Anyone stopping by here over the past eight years knows I have a fun obsession with the English language, a big part of which centers around so-called buzz words.
The term is used to not only refer to single words, but also phrases, and includes those that have become overused and often misused.
For most of them, I have a strong distaste precisely for the reason just stated — they are overused and misused. Not to be judgmental (much), but I have a strong suspicion they are often spoken by folks who enjoy hearing themselves say them.
At the top of my all-time favorite list is “reach out.” I don’t know what we did before we could reach out to people. I guess we just called them or spoke to them.
Reaching out sounds more important. If I’m reaching out to you, I really need to talk to you, and you need to respond (or reach back).
Following close behind is “it is what it is,” which is nothing more than filler for dead air, similar to “so” or “anyway.”
“It is what it is?” Well, yes, that would be a true statement, and I would be concerned if I heard someone say, “It is what it isn’t.”
What it is, is unnecessary.
I must, however, make a disclaimer. There are some words and phrases that might qualify as buzz words that I like and use — although sparingly.
One is “dumpster fire,” a metaphor for describing a disastrous situation. In my opinion, it’s pure gold. What better descriptor — a trash receptacle in blazes — could be used when something has gone straight to heck in a handbasket (since we’re talking about clichés, I’ll go all in)?
Unless it’s “train wreck,” of which I’m also quite fond. That one is probably worse in severity, so it should be used only to define the most disastrous of disasters.
So even though I’ll make fun of them, I’ll admit to liking some of them. I would still, however, urge discretion.
Most of my favorites have appeared at one time or another on the “List of Banished Words” published each January by Lake Superior State University.
Officially known as the “List of Words Banished from the Queen’s English for Mis-Use, Over-use and General Uselessness,” and compiled from submissions made throughout the year, this month marks the 45th release of the list I always await with great anticipation.
Coming in at the top this year is “quid pro quo” — which should surprise none of us who have followed the impeachment saga.

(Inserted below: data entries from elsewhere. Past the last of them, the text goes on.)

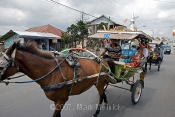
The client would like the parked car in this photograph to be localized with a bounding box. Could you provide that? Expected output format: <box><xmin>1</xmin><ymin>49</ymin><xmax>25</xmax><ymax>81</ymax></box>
<box><xmin>149</xmin><ymin>43</ymin><xmax>164</xmax><ymax>60</ymax></box>
<box><xmin>162</xmin><ymin>45</ymin><xmax>171</xmax><ymax>54</ymax></box>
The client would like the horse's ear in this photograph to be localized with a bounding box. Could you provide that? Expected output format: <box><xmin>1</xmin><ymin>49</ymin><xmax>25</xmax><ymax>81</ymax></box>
<box><xmin>14</xmin><ymin>39</ymin><xmax>24</xmax><ymax>49</ymax></box>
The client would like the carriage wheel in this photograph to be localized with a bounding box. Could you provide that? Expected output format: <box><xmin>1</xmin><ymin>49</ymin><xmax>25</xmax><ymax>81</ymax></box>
<box><xmin>131</xmin><ymin>80</ymin><xmax>142</xmax><ymax>104</ymax></box>
<box><xmin>158</xmin><ymin>60</ymin><xmax>161</xmax><ymax>71</ymax></box>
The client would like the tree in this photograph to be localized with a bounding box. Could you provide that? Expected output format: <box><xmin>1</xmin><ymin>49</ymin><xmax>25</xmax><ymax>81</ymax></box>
<box><xmin>61</xmin><ymin>32</ymin><xmax>72</xmax><ymax>47</ymax></box>
<box><xmin>63</xmin><ymin>20</ymin><xmax>88</xmax><ymax>47</ymax></box>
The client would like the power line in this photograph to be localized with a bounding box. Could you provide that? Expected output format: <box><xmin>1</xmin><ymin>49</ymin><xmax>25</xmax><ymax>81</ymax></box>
<box><xmin>0</xmin><ymin>27</ymin><xmax>11</xmax><ymax>30</ymax></box>
<box><xmin>114</xmin><ymin>0</ymin><xmax>132</xmax><ymax>13</ymax></box>
<box><xmin>143</xmin><ymin>15</ymin><xmax>175</xmax><ymax>21</ymax></box>
<box><xmin>46</xmin><ymin>0</ymin><xmax>97</xmax><ymax>18</ymax></box>
<box><xmin>154</xmin><ymin>0</ymin><xmax>175</xmax><ymax>3</ymax></box>
<box><xmin>101</xmin><ymin>0</ymin><xmax>131</xmax><ymax>16</ymax></box>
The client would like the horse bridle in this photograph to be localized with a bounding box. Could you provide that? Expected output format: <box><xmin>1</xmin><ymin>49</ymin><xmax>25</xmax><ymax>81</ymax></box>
<box><xmin>0</xmin><ymin>50</ymin><xmax>19</xmax><ymax>82</ymax></box>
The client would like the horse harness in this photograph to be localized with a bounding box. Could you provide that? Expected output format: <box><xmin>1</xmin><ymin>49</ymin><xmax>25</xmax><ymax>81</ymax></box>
<box><xmin>0</xmin><ymin>49</ymin><xmax>110</xmax><ymax>94</ymax></box>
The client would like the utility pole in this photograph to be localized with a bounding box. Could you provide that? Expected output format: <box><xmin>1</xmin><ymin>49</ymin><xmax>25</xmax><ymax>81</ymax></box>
<box><xmin>130</xmin><ymin>13</ymin><xmax>138</xmax><ymax>31</ymax></box>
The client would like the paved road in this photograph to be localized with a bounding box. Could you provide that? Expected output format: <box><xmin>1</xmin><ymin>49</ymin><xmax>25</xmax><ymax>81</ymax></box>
<box><xmin>0</xmin><ymin>47</ymin><xmax>175</xmax><ymax>117</ymax></box>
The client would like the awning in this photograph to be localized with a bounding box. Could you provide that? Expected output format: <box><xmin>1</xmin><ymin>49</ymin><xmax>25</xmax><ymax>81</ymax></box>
<box><xmin>88</xmin><ymin>32</ymin><xmax>138</xmax><ymax>39</ymax></box>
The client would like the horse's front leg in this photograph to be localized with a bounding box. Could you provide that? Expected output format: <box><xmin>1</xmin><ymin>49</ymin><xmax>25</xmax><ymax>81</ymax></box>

I learned this term long ago in law school and used it only infrequently when I practiced that profession. Now, unfortunately, it’s become part of everyday language.
Another one making list No. 45 is “artisanal,” and I couldn’t agree more with this one. The list makers put this in the category of “Words That Attempt to Make Something More Than It Is.” It seems to pop up in food establishments, whether you’re ordering a sandwich or a cocktail, and I guess it’s supposed to mean there is something original about it.
In the same group is “curated,” and when I saw this one I almost applauded. Nothing is simply cared for or presented anymore. It’s curated. If I ever tell you I’m wearing clothes that were curated by someone or I’m drinking wine that was carefully curated before it was corked, you have permission to slap me.
“Save it for the museum,” said one of the folks who submitted “curated.” Save it, indeed — or do something else with it.
Under “Words Banished for Pretentiousness and Imprecision,” you’ll find “literally” (which literally exhausts me when used, ironically, as a synonym for “figuratively”); “living my best life” (as opposed to choosing another kind of life); and “I mean.” (I mean, come on, what’s wrong with that one?)
But it’s the one under “Those Darn Millennials” that stopped me cold: “OK, Boomer.”
It’s “a response from the millennials to the older generation,” according to the LSSU list committee.
A brand new one to me, I find it offensive. And since learning of it a few days ago, I have already heard it in conversation.
If I were a millennial saying this to its intended audience, I would not be counting on an inheritance.